Kentucky’s postsecondary affordability situation, along with many other states, continues to be a concern:
- A larger percentage of family income is needed to pay for the entire cost of college in all sectors of postsecondary education than in 2000.
- At the lowest-priced public college (community college), the share of income that the poorest families need to pay for tuition has more than doubled from 14% to 31% since 1993.
- The average loan amount that undergraduate students borrow each year has almost doubled since 1995, from $2,672 to $4,841. In the last two years alone, the amount of loans has increased 50%.
Even though Kentucky significantly increased its investment in need-based aid in the early 1990s, its current proportion of state aid to federal aid is well below the top performing states in this indicator.
Kentucky’s 2008 grades are listed below:
- Preparation: C
- Participation: C
- Affordability: F
- Completion B
- Benefits to State: D+
- Student Learning: I (all states received an incomplete)
Kentucky’s report can be accessed at http://measuringup2008.highereducation.org/print/state_reports/long/KY.pdf.
The National report can be accessed at http://measuringup2008.highereducation.org/print/NCPPHEMUNationalRpt.pdf.

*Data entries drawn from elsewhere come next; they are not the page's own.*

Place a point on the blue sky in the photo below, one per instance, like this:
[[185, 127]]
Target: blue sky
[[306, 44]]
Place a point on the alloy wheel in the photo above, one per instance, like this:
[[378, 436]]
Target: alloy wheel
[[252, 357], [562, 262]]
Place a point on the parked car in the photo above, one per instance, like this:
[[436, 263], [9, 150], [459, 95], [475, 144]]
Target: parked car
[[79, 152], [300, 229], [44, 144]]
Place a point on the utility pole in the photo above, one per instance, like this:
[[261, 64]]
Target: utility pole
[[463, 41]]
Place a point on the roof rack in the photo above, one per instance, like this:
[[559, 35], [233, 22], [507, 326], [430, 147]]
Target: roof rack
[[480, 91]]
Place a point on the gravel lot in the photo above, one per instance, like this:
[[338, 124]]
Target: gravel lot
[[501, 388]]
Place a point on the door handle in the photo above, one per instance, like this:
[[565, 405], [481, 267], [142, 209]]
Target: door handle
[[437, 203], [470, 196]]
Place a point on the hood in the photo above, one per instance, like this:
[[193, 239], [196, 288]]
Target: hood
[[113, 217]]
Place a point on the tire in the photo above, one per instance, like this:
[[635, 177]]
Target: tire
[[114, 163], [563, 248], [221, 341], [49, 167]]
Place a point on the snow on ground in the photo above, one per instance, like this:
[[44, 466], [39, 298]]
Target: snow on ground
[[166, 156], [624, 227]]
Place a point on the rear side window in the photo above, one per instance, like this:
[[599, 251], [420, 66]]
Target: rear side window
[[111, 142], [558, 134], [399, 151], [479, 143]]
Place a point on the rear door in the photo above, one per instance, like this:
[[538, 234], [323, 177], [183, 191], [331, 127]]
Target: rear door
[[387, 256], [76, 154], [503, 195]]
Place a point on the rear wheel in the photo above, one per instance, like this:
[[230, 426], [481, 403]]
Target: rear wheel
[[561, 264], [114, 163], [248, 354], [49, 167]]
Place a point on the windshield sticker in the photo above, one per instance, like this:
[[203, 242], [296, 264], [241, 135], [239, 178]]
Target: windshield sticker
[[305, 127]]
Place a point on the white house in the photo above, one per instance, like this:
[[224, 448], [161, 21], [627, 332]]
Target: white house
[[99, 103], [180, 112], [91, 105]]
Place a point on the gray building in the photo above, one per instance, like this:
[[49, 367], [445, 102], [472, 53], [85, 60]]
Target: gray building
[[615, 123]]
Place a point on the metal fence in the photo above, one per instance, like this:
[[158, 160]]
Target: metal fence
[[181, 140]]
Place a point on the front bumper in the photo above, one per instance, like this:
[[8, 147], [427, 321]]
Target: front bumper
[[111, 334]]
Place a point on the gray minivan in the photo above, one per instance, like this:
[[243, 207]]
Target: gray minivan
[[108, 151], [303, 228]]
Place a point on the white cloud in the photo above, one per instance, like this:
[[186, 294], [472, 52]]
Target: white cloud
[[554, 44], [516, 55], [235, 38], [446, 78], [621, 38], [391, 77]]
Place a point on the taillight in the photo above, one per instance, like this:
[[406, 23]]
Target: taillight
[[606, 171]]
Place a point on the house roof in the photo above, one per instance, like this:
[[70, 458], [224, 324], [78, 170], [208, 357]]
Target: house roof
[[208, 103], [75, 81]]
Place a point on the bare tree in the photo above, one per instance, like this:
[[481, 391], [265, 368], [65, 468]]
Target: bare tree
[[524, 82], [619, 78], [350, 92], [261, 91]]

Kentucky is in the middle of the most dramatic economic and social transformation in its history. Double the Numbers: Kentucky’s Plan to Increase College Graduates explains that increasing bachelor’s degrees is the quickest, most direct way for Kentucky to increase its economic prosperity. College graduates earn more, are healthier, create a more robust economy, and enjoy a higher quality of life. The Double the Numbers plan outlines five statewide strategies for Kentucky to achieve this ambitious, but achievable goal. While this effort will not be easy, the benefits of Doubling the Numbers will be felt by all Kentuckians.